The USPS’s Frightening Fiscal Failures

The U.S. Postal Service will be delivering its fiscal year (FY) 2025 results soon after Halloween.  It will leave a sour taste that will be like getting only Sour Patch Kids, Sour Gummy Worms, and Sweetarts in the bag during trick or treat.  The results will not only continue the frightful losses that have happened in every quarter since 2009 but also raise questions about how Postmaster General David Steiner will respond and act to move financial results in a more positive direction.

Glowing expectations of improvements to the financial condition and core functions of the USPS were set forth in the Delivering for America (DFA) plan.  The stated goal of the DFA when it was released on March 21, 2021, was to quickly transform the postal service, reduce costs, and break even in FY 2023.  But on November 14, 2023, the USPS reported a loss of $6.5 billion for FY 2023 and on November 14, 2024, the USPS reported a loss of $9.5 billion, of 46 percent greater than the FY 2023 loss.  The USPS is expected to lose less in FY 2025 than in FY 2024, but it is likely to still exceed $9 billion.

New USPS leadership provides the opportunity for new direction.  Five years of mounting losses and chronic service performance failures under the DFA plan is enough and should prompt PMG Steiner to halt those aspects of the plan that have made things worse and focus on generating immediate and long-term improvement.  There are several actions that the USPS can take to strengthen finances and raise service performance standards while continuing to deliver mail and packages together, six days a week, to every address everywhere in America.

At the top of the list is the immediate termination of the misnamed Regional Transportation Optimization (RTO) initiative.  The RTO has caused a 50 percent reduction for pickup of mail and delivery at 24,000 post offices, located mostly in rural areas, where customers are most in need of affordable mail and package delivery services.  The Postal Regulatory Commission (PRC) excoriated the RTO in a January 31, 2025, Advisory Opinion, finding that it had a negative impact on service, overstated its savings, and used a defective model that will fail to create a more efficient network than it is currently using.

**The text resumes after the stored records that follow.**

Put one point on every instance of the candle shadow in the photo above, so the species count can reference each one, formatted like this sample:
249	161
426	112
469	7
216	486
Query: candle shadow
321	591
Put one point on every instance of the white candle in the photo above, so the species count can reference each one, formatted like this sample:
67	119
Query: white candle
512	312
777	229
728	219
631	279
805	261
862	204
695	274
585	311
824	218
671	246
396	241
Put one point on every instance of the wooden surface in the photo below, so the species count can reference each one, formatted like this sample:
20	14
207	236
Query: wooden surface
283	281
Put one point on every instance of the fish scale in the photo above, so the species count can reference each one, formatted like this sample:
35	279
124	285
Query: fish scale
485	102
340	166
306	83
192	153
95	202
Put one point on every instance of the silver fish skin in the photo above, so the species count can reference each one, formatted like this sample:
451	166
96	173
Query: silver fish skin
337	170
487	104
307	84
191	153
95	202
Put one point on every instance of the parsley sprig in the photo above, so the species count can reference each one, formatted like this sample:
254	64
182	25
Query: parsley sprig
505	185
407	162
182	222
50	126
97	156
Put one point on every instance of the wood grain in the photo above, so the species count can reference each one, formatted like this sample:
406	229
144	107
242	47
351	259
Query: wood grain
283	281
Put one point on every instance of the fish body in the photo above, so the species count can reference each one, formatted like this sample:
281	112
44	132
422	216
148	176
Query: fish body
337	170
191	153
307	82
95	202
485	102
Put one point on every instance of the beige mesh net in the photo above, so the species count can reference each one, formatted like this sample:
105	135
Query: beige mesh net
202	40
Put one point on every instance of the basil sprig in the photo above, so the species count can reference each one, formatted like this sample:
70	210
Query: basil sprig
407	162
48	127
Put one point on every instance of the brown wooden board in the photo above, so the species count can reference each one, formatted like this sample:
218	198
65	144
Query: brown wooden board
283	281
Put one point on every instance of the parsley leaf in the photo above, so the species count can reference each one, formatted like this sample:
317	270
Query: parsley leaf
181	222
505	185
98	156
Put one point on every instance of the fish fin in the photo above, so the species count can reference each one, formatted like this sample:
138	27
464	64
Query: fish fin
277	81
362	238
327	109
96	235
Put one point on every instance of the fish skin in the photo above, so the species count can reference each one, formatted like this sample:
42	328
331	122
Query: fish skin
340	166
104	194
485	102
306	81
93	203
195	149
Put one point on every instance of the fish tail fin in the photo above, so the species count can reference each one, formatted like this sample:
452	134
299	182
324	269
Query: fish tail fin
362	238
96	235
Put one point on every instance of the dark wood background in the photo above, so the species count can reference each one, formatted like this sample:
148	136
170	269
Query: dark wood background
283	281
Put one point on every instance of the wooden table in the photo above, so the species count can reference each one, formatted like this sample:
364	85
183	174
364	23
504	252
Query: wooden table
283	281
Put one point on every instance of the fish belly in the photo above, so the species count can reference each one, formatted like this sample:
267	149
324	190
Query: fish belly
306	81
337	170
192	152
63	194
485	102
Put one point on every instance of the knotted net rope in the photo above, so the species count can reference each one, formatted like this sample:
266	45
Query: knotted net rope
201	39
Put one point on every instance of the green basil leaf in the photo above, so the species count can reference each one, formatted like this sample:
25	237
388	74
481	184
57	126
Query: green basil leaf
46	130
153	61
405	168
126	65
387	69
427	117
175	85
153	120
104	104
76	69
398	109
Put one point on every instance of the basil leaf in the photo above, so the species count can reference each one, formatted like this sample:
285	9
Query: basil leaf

The USPS should also stop spending money on things it does not need and cannot afford, like new processing facilities that duplicate existing efficient private sector operations.  The construction was part of former PMG DeJoy’s attempt to turn the USPS into an end-to-end operation.  Spending billions of dollars to duplicate efficient and competitive private sector middle mile processing and transportation is an obvious waste of money.  There should also be an analysis of the USPS’s entire real estate portfolio to determine what is needed solely for final mile delivery of mail and packages six days a week.

The USPS must concomitantly adjust the size of its labor force.  PMG Steiner is inheriting more employees that the USPS had 20 years ago to process half of the mail volume.  Former PMG Louis DeJoy exacerbated this problem when he converted 195,000 positions from part-time to full-time.  There should be an immediate hiring freeze for all non-delivery positions.  However, letter carriers should be exempt, since addresses continue to expand nationwide and delivery to every address is the core of the USPS’s mission.

To enable the USPS to become more compliant with President Trump’s executive orders to make the federal government more efficient, there should be an increase in the work done with the private sector on processing, logistics, and transportation of mail and packages close to their final destinations.  The private sector has performed these tasks for decades, and the USPS should take greater advantage of pricing incentives that will allow these tasks to be performed more efficiently.

Prompt and decisive action by PMG Steiner to terminate the RTO, suspend duplicative and costly construction of new processing facilities, impose a hiring freeze for non-delivery positions, and increase work with the private sector would help restore confidence in the future of the USPS.  It would also divert attention from its fiscal failures and service performance woes to its public service mission to connect communities with affordable and efficient delivery of mail and packages.  That would be an appropriate outcome as the USPS continues to celebrate its 250th anniversary.